It’s been way too long since I’ve had the time to sit down and write a blog. I’ve had a very busy few months, eh…well, I’ve been very busy standing still.
Standing (or sitting) still is something that non-birders expect of people like me. How many times have I heard the phrase…’you watch birds…oh, you must have great patience’? One girl I worked with many years ago wondered if I climbed up a tree and sat there all day watching birds? I kid you not…this was her actual perception of what birdwatchers did.
Birders don’t sit still unless they’re seawatching. Otherwise, they’re tromping across wetlands, flogging headlands in autumn for migrants or risking their lives out to sea on pelagics in search of rare petrels and shearwaters (how many birders have you met who have worn a life jacket on a pelagic?). This is what birders do and I am no different.
Even if on the rare occasion I sit in a hide to either watch or photograph birds, my patience is short-lived. I get fidgety inside a hide. The images might be worth it but I could never see myself sitting in a hide for ten hours to catch that once -in-a lifetime image.
However, for the past number of months I have been doing a wide variety of bird survey work and many of it requires me to sit or stand still in one place for hours. It is a relatively new discipline for me. When I started this kind of work some time back, I wondered if I could possibly survive just being in one place and watching over an area to document what I see or hear? Scanning through thousands of Dunlin is more my kind of thing.
I have to admit it took me a while to adjust to this mindfulness style of birding…being in one place and taking in what was around me. The trouble was that, it seemed at first, that was not much around me at all. However, slowly but surely it dawned on me that this standing still lark wasn’t as bad as it first seemed. I began to enjoy some common birds just going about their business around me. Meadow Pipits displaying over territories or Crossbills going over in small groups.
As spring got going warblers arrived and I delighted in watching Chiffchaffs and Willow Warblers. This year I’ve probably had the best views of Whitethroats I’ve ever had in Ireland. These special moments with birds like this began to resonate with me. It was like going back to my early days and seeing these birds anew. I found myself looking forward to getting into position and, while scanning constantly for my intended target species, also indulging in everything else around me…birds, butterflies and mammals (I have even seen three Pine Martens this year compared to the three I have seen during my previous 40+ years in the field).

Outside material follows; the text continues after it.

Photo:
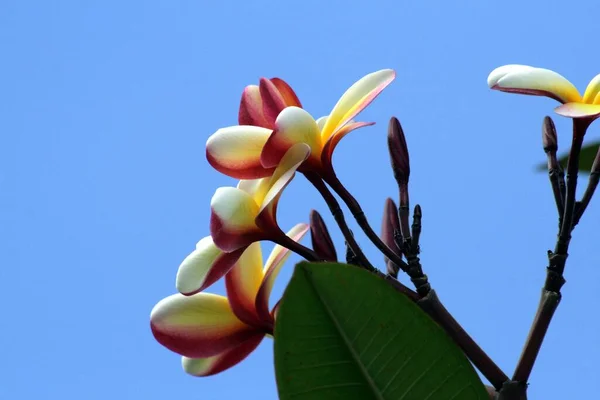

However, as I reflect over the past few months of my new-found standing still life, one highlight stands out for me more than all the rest. It was a miserable, cold day in early May. Strong north-easterly winds were blowing across the open, scrubby bog I was hunkered down in. It was lashing rain and the occasional deluge of hail was adding to the misery of the morning.
There was not a bird to be seen. No bird in its right mind would put its beak out in this weather…or so I thought. As I sat there, I became aware of a movement in the nearby bushes…a bird was moving slowly through the dense undergrowth. I lifted my bins…a Gropper (Grasshopper Warbler). I hardly took a breath as it emerged from the bush and, with barely a glance at me, went about searching for food.
I sat in that area for hours that morning and throughout that whole time, this wonderful little warbler fed around me. It seemed like it was just the two of us who were mad enough to be out in this remote bog on such a wet day. It was like time itself stood still. I was unaware of the cold or the rain. I was just sharing this small space on this remote bog with this warbler and it was great.
'They' say that time waits for no man but I have learned that standing still sometimes helps time to slow down just enough to allow me appreciate what I have around me now, more than ever.
Perhaps as we are all so busy in our lives these days, we need to stand still a little more often?